| objectives
and mission
PPR is targeted towards the administrative and policy
implementation parts of government. The objective is to direct the
orientation of IT investments away from solely in-house and intergovernmental
concerns towards the external users. PPR identify three key users:
citiziens, companies and politicians. Clearly there is a need to
pursue also government centric applications.
Yet, PPR prompts government to abandon the internal
strategic orientation and replace this with an external strategic
orientation. The need for realigning the IT application is fuelled
the rapid diffusion of IT use and Internet access in governments
and among their users. The Lion's share of IT applications in government
is payroll systems, budgeting and planning application, word processing
and alike.
Although we do see a variety of front-end systems
emerging, most government do still not see this as their strategic
primary channel for digital communication. Consequently, websites
are being build lacking strategic visions on, for example, whether
the government want an increased service throughput, reduce the
costs associated with the case processing or providing increased
transparency with regards to case processing.

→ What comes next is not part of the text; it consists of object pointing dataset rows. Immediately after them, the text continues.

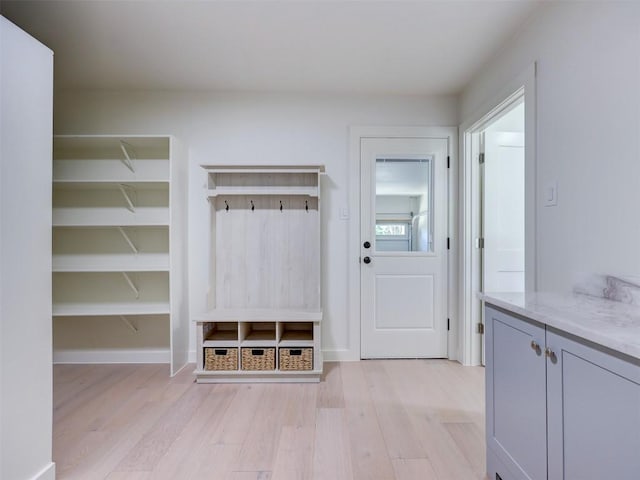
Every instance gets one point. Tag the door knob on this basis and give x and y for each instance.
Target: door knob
(550, 354)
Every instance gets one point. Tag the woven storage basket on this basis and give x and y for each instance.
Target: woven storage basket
(258, 359)
(220, 358)
(296, 358)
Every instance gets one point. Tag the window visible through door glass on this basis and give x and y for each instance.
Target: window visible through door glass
(403, 205)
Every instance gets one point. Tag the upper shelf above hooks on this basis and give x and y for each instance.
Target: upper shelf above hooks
(263, 181)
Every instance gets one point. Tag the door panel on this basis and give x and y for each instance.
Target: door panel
(503, 216)
(409, 297)
(404, 270)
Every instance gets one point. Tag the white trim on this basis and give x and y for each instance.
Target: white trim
(112, 356)
(342, 355)
(47, 473)
(356, 133)
(469, 305)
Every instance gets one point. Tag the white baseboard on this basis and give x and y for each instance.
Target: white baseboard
(340, 356)
(47, 473)
(111, 356)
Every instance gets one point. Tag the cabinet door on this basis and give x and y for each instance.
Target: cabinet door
(594, 412)
(516, 397)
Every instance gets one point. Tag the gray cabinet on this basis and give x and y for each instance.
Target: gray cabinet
(516, 395)
(593, 411)
(558, 407)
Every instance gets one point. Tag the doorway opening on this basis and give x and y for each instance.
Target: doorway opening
(498, 193)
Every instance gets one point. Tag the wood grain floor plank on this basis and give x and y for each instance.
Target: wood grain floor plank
(413, 469)
(237, 423)
(426, 401)
(259, 446)
(363, 422)
(332, 456)
(330, 389)
(294, 455)
(368, 449)
(397, 429)
(150, 449)
(121, 433)
(470, 441)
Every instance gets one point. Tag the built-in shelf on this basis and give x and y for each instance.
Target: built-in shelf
(264, 275)
(112, 171)
(260, 314)
(270, 191)
(119, 241)
(141, 262)
(112, 216)
(108, 309)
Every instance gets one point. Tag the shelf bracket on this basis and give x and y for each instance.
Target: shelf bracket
(129, 323)
(128, 157)
(131, 284)
(127, 239)
(123, 189)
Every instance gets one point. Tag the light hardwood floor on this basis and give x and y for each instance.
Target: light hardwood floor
(368, 420)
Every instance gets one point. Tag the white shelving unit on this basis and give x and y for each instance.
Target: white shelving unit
(264, 275)
(119, 247)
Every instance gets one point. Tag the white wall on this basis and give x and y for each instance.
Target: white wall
(26, 405)
(588, 133)
(259, 129)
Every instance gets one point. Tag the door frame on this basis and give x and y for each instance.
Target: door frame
(356, 133)
(524, 85)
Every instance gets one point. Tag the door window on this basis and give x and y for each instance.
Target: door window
(404, 198)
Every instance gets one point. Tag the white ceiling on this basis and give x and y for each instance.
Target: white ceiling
(382, 47)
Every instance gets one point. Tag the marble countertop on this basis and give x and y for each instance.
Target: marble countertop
(609, 323)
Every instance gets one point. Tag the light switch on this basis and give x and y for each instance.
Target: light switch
(551, 194)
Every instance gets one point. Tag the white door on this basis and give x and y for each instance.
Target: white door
(503, 216)
(403, 244)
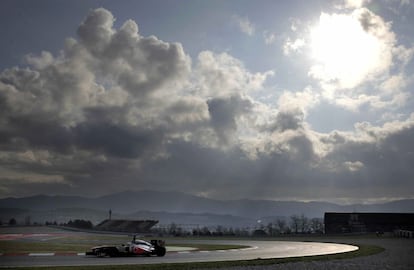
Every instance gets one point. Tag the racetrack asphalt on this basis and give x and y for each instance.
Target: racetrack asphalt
(258, 249)
(398, 255)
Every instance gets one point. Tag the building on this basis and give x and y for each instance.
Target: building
(367, 222)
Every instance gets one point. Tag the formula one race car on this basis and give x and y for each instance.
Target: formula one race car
(133, 248)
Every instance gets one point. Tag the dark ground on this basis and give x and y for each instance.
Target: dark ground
(398, 255)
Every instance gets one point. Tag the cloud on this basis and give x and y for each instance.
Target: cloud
(269, 38)
(222, 74)
(244, 24)
(293, 46)
(116, 110)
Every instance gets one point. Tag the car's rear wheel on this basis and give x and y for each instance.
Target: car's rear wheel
(160, 251)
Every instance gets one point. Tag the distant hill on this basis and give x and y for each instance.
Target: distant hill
(178, 207)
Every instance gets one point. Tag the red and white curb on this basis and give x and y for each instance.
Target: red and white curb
(46, 254)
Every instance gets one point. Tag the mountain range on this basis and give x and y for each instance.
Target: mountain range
(177, 207)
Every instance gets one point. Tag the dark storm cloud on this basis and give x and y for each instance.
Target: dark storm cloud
(116, 110)
(224, 113)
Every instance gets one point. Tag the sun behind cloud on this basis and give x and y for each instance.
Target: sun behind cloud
(348, 48)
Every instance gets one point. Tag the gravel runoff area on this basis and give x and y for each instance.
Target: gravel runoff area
(398, 255)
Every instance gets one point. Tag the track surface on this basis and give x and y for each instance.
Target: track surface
(259, 249)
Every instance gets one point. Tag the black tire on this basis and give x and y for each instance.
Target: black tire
(100, 253)
(160, 251)
(112, 252)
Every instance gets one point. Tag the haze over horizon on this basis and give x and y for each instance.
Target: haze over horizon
(276, 100)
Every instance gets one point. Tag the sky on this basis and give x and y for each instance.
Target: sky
(276, 100)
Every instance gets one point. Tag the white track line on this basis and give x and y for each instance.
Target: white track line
(42, 254)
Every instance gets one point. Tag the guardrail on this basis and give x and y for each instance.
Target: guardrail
(404, 233)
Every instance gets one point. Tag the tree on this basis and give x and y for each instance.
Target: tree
(295, 223)
(12, 221)
(270, 228)
(316, 225)
(303, 223)
(281, 225)
(27, 220)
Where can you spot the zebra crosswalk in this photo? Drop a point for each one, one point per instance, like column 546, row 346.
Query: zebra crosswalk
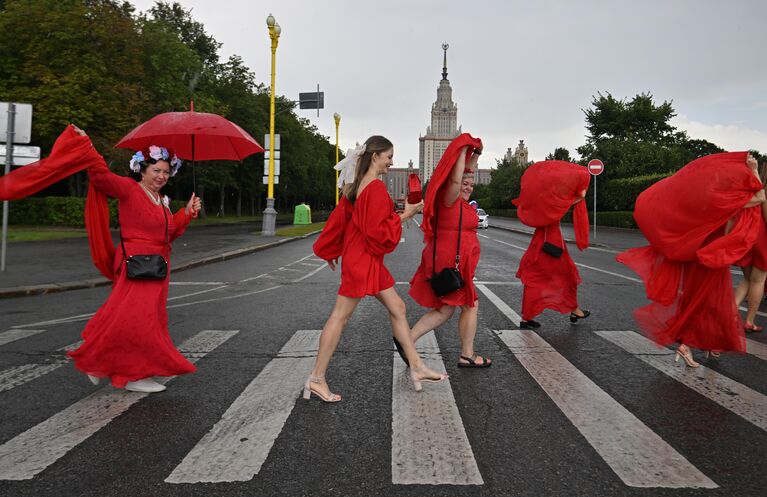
column 431, row 443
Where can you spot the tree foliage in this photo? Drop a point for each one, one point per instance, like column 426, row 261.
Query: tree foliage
column 106, row 68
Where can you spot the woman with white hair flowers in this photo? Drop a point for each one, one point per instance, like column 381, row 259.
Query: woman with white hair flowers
column 127, row 340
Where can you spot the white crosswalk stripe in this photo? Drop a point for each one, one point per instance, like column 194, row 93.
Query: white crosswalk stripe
column 743, row 401
column 17, row 334
column 29, row 453
column 429, row 442
column 239, row 443
column 637, row 454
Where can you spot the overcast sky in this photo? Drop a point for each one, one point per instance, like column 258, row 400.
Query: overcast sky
column 519, row 70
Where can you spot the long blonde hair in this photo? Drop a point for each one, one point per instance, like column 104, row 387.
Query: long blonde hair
column 376, row 144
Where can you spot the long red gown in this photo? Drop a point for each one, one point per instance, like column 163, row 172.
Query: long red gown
column 447, row 241
column 128, row 338
column 362, row 234
column 686, row 267
column 549, row 189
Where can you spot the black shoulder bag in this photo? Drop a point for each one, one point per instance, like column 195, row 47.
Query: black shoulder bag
column 449, row 279
column 550, row 248
column 146, row 266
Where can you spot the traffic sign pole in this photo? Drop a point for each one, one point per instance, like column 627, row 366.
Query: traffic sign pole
column 595, row 168
column 8, row 161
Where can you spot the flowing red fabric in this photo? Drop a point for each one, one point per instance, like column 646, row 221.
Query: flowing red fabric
column 686, row 266
column 362, row 234
column 441, row 174
column 548, row 190
column 71, row 153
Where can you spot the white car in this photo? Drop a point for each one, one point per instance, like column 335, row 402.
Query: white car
column 483, row 218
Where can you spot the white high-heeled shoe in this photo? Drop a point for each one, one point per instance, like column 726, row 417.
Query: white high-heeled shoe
column 146, row 385
column 685, row 353
column 417, row 379
column 309, row 390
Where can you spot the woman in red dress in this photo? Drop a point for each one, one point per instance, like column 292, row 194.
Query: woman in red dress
column 447, row 206
column 127, row 340
column 754, row 267
column 549, row 275
column 686, row 267
column 361, row 230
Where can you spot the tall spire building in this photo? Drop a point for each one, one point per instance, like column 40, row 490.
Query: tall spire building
column 444, row 126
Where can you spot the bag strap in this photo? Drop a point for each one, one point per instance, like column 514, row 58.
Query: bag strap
column 458, row 248
column 119, row 227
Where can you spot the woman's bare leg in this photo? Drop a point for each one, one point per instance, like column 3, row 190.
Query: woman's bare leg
column 401, row 331
column 755, row 293
column 431, row 320
column 331, row 335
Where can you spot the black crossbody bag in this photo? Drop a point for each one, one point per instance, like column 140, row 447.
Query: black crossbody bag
column 146, row 266
column 550, row 248
column 449, row 279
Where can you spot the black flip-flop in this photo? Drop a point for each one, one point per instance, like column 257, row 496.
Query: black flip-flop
column 472, row 364
column 400, row 351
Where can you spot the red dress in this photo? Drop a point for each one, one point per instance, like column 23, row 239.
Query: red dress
column 128, row 338
column 361, row 234
column 447, row 240
column 550, row 282
column 686, row 267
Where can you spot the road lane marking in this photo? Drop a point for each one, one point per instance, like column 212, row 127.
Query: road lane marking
column 14, row 334
column 733, row 396
column 501, row 305
column 757, row 349
column 636, row 280
column 637, row 455
column 429, row 442
column 24, row 373
column 30, row 452
column 236, row 447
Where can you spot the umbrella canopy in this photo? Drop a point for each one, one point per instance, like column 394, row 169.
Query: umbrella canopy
column 195, row 136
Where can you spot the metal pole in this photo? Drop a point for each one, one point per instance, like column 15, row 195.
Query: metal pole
column 8, row 160
column 269, row 221
column 595, row 207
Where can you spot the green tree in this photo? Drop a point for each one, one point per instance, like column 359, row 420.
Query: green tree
column 560, row 153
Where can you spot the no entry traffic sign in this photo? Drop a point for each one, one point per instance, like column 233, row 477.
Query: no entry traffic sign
column 596, row 167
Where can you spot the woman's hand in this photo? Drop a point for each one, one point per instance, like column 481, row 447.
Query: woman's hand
column 411, row 210
column 193, row 206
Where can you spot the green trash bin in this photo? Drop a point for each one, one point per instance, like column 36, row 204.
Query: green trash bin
column 302, row 215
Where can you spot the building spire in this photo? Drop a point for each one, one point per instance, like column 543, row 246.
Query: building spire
column 445, row 46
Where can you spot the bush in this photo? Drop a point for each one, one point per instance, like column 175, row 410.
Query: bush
column 60, row 211
column 621, row 194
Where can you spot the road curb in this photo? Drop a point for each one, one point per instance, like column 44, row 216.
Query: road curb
column 23, row 291
column 526, row 232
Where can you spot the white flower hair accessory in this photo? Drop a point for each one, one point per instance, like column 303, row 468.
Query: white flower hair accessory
column 136, row 160
column 348, row 166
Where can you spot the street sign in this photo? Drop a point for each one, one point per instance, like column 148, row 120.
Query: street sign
column 276, row 167
column 23, row 123
column 276, row 142
column 22, row 155
column 596, row 167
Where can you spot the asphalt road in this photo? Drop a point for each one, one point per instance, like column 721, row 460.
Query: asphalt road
column 586, row 409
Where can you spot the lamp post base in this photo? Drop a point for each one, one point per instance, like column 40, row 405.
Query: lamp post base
column 269, row 220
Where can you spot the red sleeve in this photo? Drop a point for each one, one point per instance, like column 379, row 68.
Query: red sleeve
column 181, row 219
column 109, row 183
column 330, row 243
column 381, row 227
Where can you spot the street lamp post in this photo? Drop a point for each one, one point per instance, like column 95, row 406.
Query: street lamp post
column 337, row 119
column 270, row 215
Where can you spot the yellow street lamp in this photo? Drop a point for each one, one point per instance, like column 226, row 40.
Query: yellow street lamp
column 270, row 215
column 337, row 118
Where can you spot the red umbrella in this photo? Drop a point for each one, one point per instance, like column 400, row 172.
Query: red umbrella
column 194, row 136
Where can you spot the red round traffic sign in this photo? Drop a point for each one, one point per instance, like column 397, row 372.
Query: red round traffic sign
column 596, row 167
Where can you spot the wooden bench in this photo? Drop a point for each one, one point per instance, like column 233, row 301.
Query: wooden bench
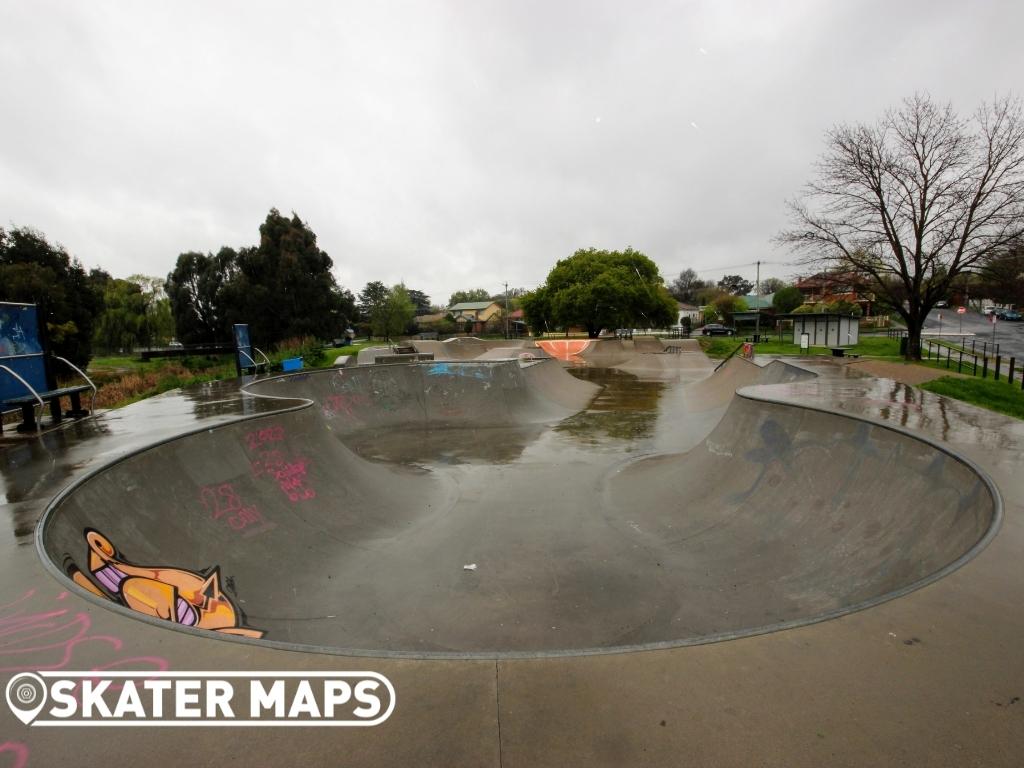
column 52, row 396
column 26, row 378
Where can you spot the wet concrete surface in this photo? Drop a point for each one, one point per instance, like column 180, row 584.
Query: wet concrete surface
column 927, row 679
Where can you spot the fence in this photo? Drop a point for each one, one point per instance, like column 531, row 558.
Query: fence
column 968, row 361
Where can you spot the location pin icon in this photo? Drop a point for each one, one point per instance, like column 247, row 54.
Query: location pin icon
column 26, row 695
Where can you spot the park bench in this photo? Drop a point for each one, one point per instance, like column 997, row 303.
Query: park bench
column 26, row 376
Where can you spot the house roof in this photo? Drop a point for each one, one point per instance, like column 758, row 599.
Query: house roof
column 434, row 317
column 759, row 302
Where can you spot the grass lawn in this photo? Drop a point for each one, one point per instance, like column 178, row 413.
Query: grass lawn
column 995, row 395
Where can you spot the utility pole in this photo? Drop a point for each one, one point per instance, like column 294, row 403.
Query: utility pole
column 757, row 294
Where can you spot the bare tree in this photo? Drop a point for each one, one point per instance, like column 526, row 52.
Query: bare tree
column 913, row 201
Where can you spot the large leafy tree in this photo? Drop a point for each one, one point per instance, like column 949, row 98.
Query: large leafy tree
column 398, row 312
column 284, row 288
column 913, row 201
column 735, row 285
column 196, row 290
column 373, row 307
column 473, row 294
column 786, row 299
column 33, row 270
column 420, row 300
column 599, row 290
column 124, row 323
column 136, row 312
column 685, row 287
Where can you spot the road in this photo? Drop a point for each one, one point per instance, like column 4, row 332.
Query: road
column 1010, row 336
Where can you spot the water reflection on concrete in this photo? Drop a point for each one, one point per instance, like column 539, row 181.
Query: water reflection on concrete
column 34, row 467
column 622, row 415
column 849, row 390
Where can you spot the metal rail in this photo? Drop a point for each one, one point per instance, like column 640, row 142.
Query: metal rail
column 39, row 418
column 80, row 372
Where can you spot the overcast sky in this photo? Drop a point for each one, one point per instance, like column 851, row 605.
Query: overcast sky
column 458, row 144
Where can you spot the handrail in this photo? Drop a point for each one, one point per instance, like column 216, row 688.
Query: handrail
column 39, row 419
column 266, row 360
column 80, row 372
column 256, row 365
column 729, row 356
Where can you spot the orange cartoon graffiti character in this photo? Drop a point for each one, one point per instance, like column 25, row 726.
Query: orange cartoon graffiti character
column 184, row 597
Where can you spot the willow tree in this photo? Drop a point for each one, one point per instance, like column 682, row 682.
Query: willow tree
column 598, row 290
column 914, row 200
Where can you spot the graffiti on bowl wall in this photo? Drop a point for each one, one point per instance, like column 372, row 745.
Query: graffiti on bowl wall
column 185, row 597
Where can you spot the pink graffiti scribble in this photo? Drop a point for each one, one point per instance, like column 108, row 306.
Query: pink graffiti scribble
column 222, row 502
column 18, row 751
column 290, row 473
column 35, row 635
column 343, row 403
column 262, row 436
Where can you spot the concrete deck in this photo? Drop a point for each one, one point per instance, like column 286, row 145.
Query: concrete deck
column 933, row 677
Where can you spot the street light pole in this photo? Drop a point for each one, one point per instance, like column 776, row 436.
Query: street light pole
column 506, row 310
column 757, row 299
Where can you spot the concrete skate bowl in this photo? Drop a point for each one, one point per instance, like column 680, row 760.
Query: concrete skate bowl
column 441, row 510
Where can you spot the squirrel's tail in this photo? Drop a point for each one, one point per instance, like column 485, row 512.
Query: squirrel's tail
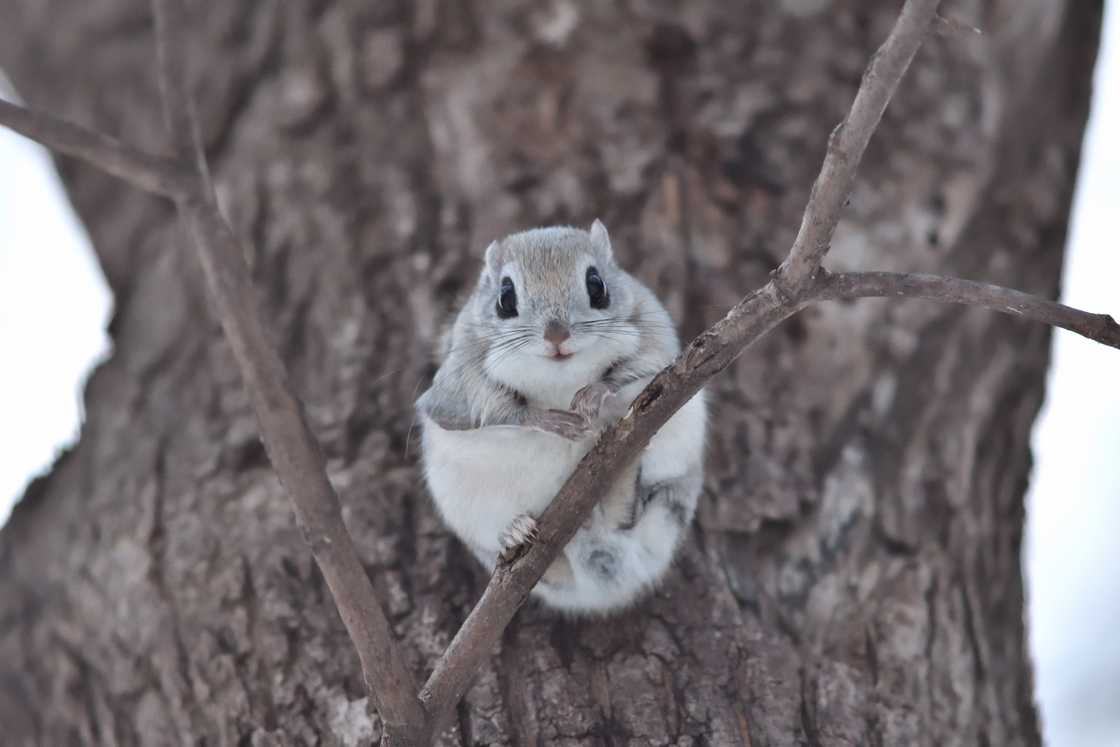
column 612, row 568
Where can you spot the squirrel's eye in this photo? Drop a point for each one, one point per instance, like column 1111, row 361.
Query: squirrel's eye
column 597, row 290
column 506, row 300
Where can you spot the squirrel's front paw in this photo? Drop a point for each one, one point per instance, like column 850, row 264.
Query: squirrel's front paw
column 567, row 425
column 518, row 538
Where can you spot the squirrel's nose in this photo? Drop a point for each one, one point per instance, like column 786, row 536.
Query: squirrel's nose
column 556, row 332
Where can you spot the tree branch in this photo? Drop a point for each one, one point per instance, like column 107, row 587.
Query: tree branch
column 295, row 454
column 288, row 439
column 154, row 174
column 1098, row 327
column 849, row 141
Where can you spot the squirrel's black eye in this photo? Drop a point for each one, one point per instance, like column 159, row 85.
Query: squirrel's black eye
column 597, row 290
column 506, row 300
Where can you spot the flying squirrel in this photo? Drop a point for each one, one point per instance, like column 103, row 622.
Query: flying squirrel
column 553, row 344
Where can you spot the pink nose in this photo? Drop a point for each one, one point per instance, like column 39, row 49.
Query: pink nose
column 556, row 332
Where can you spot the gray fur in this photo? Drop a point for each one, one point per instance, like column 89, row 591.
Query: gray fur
column 497, row 372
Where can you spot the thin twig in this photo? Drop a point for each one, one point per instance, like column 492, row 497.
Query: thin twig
column 849, row 141
column 295, row 453
column 287, row 436
column 1098, row 327
column 155, row 174
column 707, row 355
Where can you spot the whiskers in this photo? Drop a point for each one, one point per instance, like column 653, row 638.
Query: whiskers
column 634, row 326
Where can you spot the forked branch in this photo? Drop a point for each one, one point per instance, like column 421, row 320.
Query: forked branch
column 296, row 456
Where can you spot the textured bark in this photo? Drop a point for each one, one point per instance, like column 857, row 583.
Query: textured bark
column 855, row 573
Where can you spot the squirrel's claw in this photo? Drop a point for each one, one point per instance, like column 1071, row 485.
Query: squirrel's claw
column 572, row 426
column 518, row 538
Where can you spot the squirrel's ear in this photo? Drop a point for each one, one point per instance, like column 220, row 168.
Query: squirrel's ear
column 600, row 241
column 494, row 259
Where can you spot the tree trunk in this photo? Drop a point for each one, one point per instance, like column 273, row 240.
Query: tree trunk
column 855, row 575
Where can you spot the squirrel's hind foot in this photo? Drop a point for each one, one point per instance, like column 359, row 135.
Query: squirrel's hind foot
column 518, row 538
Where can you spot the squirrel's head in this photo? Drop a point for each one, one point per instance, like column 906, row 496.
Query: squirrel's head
column 554, row 307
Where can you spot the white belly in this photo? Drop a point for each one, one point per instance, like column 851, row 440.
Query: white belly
column 483, row 478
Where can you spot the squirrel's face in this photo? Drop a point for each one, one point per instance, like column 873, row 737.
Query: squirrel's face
column 554, row 308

Four key elements comprise the objectives and mission of PPR.
- IT needs to benefits customers of the public sector
- Evaluating IT applications, external criteria
on the exploitation
and impacts should be adopted
- IT needs to be guided by an explorative attitude
at all levels in
the organization
- IT should help balancing demand and supply, not
creating
imbalances or new means for gate-keeping
These four elements need to be at the agenda formulating,
implementing and living the e-government strategic visions.